- Born: 1993 Taiwan
- Died: 16 January 2025 (aged 31–32) Taipei Detention Center, Agency of Corrections, Ministry of Justice, Taipei, Taiwan
- Cause of death: Execution by shooting
- Occupation: Conscript
- Criminal status: Executed
- Criminal charge: Murder x2; Rape;
- Penalty: Death (Wang's murder); Life imprisonment without the possibility of parole (Wang's mother's murder);

Details
- Victims: Wang Ping-zhi (former girlfriend) and her mother

= Huang Lin-kai =

Taiwanese murderer (1993–2025)

Huang Lin-kai (黃麟凱; 1993 – 16 January 2025) was a Taiwanese rapist and convicted double murderer who was executed by Taiwan for the murder of his former girlfriend in Sanchong District, New Taipei City, on 1 October 2013.

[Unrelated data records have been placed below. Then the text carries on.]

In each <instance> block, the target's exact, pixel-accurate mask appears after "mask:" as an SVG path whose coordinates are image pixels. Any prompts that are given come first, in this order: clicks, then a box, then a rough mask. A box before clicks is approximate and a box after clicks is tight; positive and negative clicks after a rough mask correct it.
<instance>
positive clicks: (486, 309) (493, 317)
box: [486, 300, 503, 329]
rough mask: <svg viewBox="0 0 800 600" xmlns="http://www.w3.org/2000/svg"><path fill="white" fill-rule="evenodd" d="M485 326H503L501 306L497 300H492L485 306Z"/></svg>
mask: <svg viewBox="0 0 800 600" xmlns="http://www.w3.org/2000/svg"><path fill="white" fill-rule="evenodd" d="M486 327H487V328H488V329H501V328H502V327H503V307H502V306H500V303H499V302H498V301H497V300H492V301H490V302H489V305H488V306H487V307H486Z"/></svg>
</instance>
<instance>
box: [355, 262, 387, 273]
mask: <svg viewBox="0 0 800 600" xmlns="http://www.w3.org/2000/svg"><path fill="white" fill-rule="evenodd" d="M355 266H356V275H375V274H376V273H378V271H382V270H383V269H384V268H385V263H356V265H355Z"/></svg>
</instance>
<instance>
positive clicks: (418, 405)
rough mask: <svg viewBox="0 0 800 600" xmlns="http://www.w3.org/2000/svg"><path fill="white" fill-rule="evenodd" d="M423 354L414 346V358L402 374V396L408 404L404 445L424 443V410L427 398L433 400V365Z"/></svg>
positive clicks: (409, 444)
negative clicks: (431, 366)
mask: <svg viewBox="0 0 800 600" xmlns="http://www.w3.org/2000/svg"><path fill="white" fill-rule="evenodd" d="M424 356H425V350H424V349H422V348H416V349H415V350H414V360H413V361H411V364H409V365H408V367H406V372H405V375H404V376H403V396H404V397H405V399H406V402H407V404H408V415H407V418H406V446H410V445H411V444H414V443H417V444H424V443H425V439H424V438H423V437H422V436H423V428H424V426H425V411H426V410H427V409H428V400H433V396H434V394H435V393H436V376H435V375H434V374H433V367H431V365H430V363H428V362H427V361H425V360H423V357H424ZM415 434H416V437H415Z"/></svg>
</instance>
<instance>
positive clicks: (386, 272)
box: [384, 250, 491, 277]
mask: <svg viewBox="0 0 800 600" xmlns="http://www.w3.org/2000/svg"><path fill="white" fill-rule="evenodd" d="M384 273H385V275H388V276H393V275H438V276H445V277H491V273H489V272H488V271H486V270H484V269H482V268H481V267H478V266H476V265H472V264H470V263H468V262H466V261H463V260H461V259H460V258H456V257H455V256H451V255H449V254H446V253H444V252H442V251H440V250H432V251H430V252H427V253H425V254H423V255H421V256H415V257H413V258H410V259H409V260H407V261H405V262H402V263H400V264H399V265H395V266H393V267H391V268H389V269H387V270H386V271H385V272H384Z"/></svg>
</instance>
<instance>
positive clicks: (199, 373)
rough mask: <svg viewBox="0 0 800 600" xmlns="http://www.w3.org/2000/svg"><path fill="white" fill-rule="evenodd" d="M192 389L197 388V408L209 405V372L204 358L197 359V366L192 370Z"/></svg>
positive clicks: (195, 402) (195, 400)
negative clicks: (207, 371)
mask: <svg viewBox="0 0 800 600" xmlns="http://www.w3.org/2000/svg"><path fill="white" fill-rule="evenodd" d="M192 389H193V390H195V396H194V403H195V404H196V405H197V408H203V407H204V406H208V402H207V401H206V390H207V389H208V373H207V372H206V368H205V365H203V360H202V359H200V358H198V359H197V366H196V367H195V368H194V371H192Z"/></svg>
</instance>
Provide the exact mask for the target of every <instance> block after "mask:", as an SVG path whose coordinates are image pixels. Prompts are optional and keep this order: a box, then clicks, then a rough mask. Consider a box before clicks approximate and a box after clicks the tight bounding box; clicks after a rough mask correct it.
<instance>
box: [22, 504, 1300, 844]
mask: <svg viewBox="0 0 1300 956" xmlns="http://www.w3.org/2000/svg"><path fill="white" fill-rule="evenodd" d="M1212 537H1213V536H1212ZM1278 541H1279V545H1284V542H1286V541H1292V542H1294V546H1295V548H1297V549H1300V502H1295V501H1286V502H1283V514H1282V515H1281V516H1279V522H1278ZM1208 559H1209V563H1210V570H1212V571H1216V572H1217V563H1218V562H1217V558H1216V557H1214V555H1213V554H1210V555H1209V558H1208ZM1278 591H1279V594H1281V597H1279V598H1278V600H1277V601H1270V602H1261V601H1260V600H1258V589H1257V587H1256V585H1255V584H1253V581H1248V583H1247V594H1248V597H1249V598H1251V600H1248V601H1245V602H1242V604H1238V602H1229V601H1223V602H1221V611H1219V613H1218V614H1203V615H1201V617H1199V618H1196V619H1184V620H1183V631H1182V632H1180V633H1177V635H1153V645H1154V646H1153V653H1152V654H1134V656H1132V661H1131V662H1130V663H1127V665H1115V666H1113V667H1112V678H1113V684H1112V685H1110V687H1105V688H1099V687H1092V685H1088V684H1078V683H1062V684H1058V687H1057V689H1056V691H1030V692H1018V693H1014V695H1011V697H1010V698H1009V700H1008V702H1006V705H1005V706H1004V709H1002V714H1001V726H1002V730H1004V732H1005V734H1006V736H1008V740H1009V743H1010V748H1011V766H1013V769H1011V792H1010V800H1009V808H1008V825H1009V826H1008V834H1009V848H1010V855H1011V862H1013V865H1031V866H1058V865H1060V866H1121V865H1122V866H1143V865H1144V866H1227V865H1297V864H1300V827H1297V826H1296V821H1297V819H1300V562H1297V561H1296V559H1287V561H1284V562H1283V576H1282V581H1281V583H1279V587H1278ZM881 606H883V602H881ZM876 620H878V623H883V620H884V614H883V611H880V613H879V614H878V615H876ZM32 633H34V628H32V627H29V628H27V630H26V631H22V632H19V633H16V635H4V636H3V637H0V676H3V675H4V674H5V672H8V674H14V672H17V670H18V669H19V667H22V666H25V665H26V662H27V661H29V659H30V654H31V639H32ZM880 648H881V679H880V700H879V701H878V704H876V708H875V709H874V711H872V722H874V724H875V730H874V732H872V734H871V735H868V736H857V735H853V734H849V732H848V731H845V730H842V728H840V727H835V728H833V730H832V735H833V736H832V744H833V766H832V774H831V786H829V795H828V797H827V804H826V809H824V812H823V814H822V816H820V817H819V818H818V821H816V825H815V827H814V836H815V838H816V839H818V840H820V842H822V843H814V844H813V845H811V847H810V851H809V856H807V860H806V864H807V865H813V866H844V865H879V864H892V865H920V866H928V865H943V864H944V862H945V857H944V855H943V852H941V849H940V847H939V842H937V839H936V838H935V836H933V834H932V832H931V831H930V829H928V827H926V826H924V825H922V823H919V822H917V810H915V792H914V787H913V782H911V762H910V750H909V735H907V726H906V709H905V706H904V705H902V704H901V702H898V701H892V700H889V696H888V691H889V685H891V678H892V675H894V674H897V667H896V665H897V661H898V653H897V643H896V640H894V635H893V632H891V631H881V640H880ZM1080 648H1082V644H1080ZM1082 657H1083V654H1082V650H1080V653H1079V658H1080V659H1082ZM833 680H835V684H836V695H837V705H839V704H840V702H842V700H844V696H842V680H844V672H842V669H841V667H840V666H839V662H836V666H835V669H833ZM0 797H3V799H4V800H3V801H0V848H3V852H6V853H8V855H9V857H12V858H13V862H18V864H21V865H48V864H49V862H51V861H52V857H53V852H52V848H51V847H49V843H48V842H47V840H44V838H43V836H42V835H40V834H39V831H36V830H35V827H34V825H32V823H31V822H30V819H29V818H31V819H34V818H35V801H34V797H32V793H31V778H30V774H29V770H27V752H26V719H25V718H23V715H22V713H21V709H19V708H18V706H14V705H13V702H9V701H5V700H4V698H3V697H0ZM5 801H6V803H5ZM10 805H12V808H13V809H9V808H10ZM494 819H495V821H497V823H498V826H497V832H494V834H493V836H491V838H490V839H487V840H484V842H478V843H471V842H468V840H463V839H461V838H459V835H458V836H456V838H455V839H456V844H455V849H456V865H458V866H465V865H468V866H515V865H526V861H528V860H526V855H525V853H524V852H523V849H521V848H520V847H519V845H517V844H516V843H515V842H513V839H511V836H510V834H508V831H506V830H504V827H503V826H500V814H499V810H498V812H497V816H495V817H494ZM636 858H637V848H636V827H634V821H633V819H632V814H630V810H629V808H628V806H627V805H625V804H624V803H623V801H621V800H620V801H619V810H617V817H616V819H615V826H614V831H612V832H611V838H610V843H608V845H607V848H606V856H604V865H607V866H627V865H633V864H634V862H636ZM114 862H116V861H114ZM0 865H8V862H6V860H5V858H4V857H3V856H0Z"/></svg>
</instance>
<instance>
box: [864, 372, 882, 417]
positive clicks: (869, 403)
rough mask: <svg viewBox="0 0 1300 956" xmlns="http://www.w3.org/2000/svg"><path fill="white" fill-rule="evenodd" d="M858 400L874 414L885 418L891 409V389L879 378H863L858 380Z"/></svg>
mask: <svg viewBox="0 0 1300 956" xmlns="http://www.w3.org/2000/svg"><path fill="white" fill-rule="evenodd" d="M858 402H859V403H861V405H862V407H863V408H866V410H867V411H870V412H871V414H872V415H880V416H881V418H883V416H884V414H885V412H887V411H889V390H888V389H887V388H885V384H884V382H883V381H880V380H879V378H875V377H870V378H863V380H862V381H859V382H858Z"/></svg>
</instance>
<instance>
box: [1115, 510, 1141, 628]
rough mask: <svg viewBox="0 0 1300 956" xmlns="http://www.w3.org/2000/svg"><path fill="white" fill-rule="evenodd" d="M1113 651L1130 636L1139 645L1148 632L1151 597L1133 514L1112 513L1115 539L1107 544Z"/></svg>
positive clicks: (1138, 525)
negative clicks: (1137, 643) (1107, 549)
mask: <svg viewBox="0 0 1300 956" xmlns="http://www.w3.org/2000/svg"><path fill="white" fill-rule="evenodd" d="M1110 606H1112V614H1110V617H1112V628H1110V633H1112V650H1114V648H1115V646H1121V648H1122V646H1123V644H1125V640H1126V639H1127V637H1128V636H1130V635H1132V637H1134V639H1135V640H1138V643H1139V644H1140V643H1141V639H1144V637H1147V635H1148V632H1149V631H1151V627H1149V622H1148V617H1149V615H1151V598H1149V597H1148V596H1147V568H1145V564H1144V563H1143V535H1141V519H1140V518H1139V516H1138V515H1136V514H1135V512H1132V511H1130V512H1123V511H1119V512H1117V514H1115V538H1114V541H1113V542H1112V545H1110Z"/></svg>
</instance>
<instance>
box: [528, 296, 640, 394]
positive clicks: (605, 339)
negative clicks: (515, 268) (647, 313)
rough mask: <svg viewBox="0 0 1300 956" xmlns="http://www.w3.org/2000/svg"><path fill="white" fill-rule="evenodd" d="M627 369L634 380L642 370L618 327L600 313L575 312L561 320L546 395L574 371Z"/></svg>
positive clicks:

== Background and murders ==
Huang was an active-duty soldier within the Taiwanese Army, serving his conscription time when the crimes took place. In the late 2000s, Huang had met Wang Ping-zhi at the New Taipei Municipal San-Chung Commercial and Industrial Vocational High School, where they became engaged and developed an intimate relationship. The couple broke up in July 2013 but maintained frequent contact until September 2013, when Wang discovered that Huang had stolen money from her bank account. Bitter over the termination of their relationship, Huang planned the murder of his ex-girlfriend.

At around 4:00 p.m. on 1 October 2013, Huang broke into Wang's home and found her mother inside. He proceeded to kill the woman by strangling her to death, waiting for more than an hour for Wang to return home. When the young woman entered the house, Huang ambushed her and tied and duck-taped her mouth. He subsequently raped and murdered her by strangulation.

After the bodies were found by Wang's father and his eldest daughter's boyfriend, police arrived at the scene and found Huang hiding on the roof. He was arrested and taken to a police station.

== Trial and execution ==
Huang was charged with the rape and murder of his former girlfriend Wang Ping-zhi as well as with the murder of her mother. In 2017, the New Taipei District Court found him guilty of all counts and sentenced him to death for Wang's murder, while the court sentenced Huang to life in prison without the possibility of parole for the murder of Wang's mother.

After the first verdict, Huang appealed to the Supreme Court, asking for a review of his case and whether it constituted among the "most heinous" crimes, a requirement for the imposition of the death penalty in Taiwan. That same year, the Supreme Court upheld his death sentence as well as the life sentence over the two killings. The Constitutional Court finalized the death sentence in 2024, paving the path forward for Huang's execution. Wang's father asked for the sentence to be carried out as soon as possible.

In the early hours of 16 January 2025, the Ministry of Justice announced that Minister Cheng Ming-chien had signed Huang's death warrant and that he would be put to death that same night. Huang was executed by shooting at 10:02 p.m. local time on 16 January 2025 at the Taipei Detention Centre, becoming the first case of a death sentence being carried out under the presidency of Lai Ching-te and the first in the country since 2020.

Huang's execution was met with condemnation from local and international human rights organizations like Amnesty International, Human Rights Watch, and governments of the European Union, while Wang's father welcomed the decision to put Huang to death.